Qui plus est, dans leur course aux armements, les États-Unis n’ont « pas mis tous leurs œufs dans le même panier », souligne Nicolas Badalassi. Et l’un de leur paris porte ses fruits. « Le développement des sous-marins nucléaires va contribuer à accélérer la fin du projet Iceworm », poursuit le chercheur. Les militaires s’aperçoivent, notamment « à partir de 1958-1959, que c’est beaucoup plus facile et beaucoup moins coûteux de mettre les bombes atomiques directement sur un sous-marin nucléaire, de passer sous la glace et de tirer » depuis cette position.
« Iceworm » n’est pourtant pas abandonné immédiatement. Les Américains persévèrent quelques années, mais ils arrêteront définitivement les frais au milieu des années 1960. Ils laissent derrière eux quelques tunnels et les vestiges de leur complexe militaro-scientifique.
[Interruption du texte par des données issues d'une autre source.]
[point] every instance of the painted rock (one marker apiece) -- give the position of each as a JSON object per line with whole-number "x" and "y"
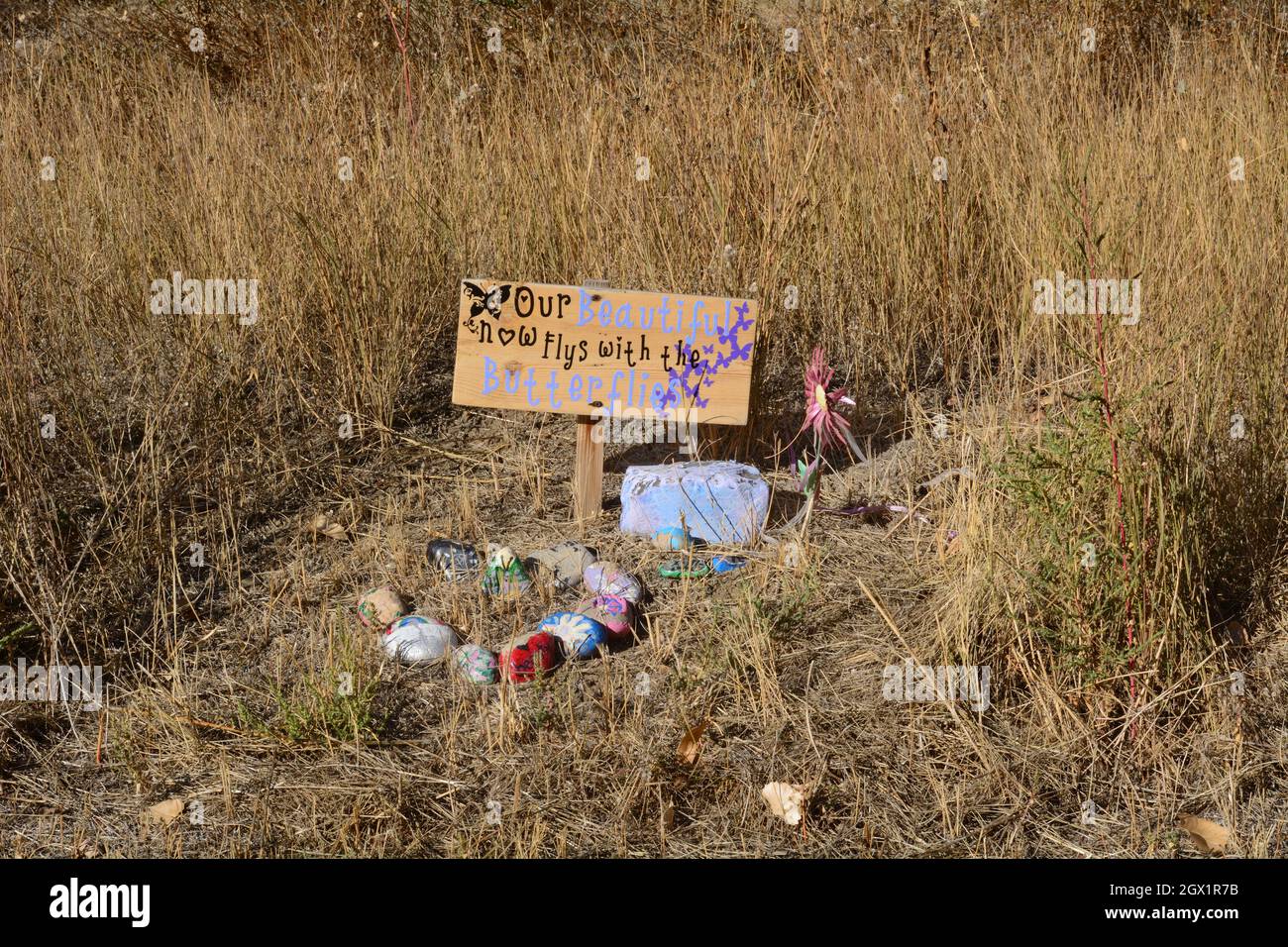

Ce n’est qu’une trentaine d’années plus tard que le monde apprend, à la surprise générale, l’existence d’« Iceworm ».
Conséquences environnementales
Après la chute du mur de Berlin en 1989, la guerre froide prend progressivement fin. Tout au long des années 1990, le grand public découvre les différentes opérations secrètes menées par de nombreux pays. En 1997, le projet « Iceworm » est révélé au grand jour par l’Institut danois d’études internationales grâce à des documents déclassifiés des États-Unis.
D’autres études, parues depuis, insistent sur le secret établi et partiellement maintenu autour des opérations militaires américaines au Groenland pendant la guerre froide. Mais l’une d’elles a également pointé du doigt les importants risques environnementaux du retrait précipité du site dans les années 1960.
« La base et ses déchets ont été abandonnés avec un démantèlement minimal en 1967, partant du principe qu’ils seraient préservés pour l’éternité par l’accumulation perpétuelle de neige », détaille l’article publié en 2016 dans la revue Geophysical Research Letters. Selon les simulations des chercheurs, la fonte des glaces du Groenland, aggravée par le réchauffement climatique, pourrait faire progressivement ressurgir certains vestiges du Camp Century, et des déchets laissés sur place, au cours du siècle à venir.
Parmi les substances nocives abandonnées, des eaux usées, du carburant mais aussi des matières radioactives, notamment du « liquide de refroidissement pour le générateur nucléaire portable », pourraient se retrouver, à terme, à l’air libre ou transportées jusque sur le littoral.
Imaginé au plus fort de la guerre froide et porté par l’ambition des États-Unis, le projet « Iceworm » illustre ainsi « l’espèce d’hubris de l’époque des années 1960 », selon Pierre Grosser, historien spécialiste de la guerre froide. « Ça montre bien à la fois un volontarisme, l’impression qu’on peut dompter le milieu et qu’on n’avait que faire de l’environnement. »
Le Groenland n’en a d’ailleurs pas fini de susciter la convoitise américaine. Entre son sous-sol riche en matières premières et sa position géographique stratégique dans l’Arctique, l’inlandsis est, de nouveau, dans le viseur de Donald Trump.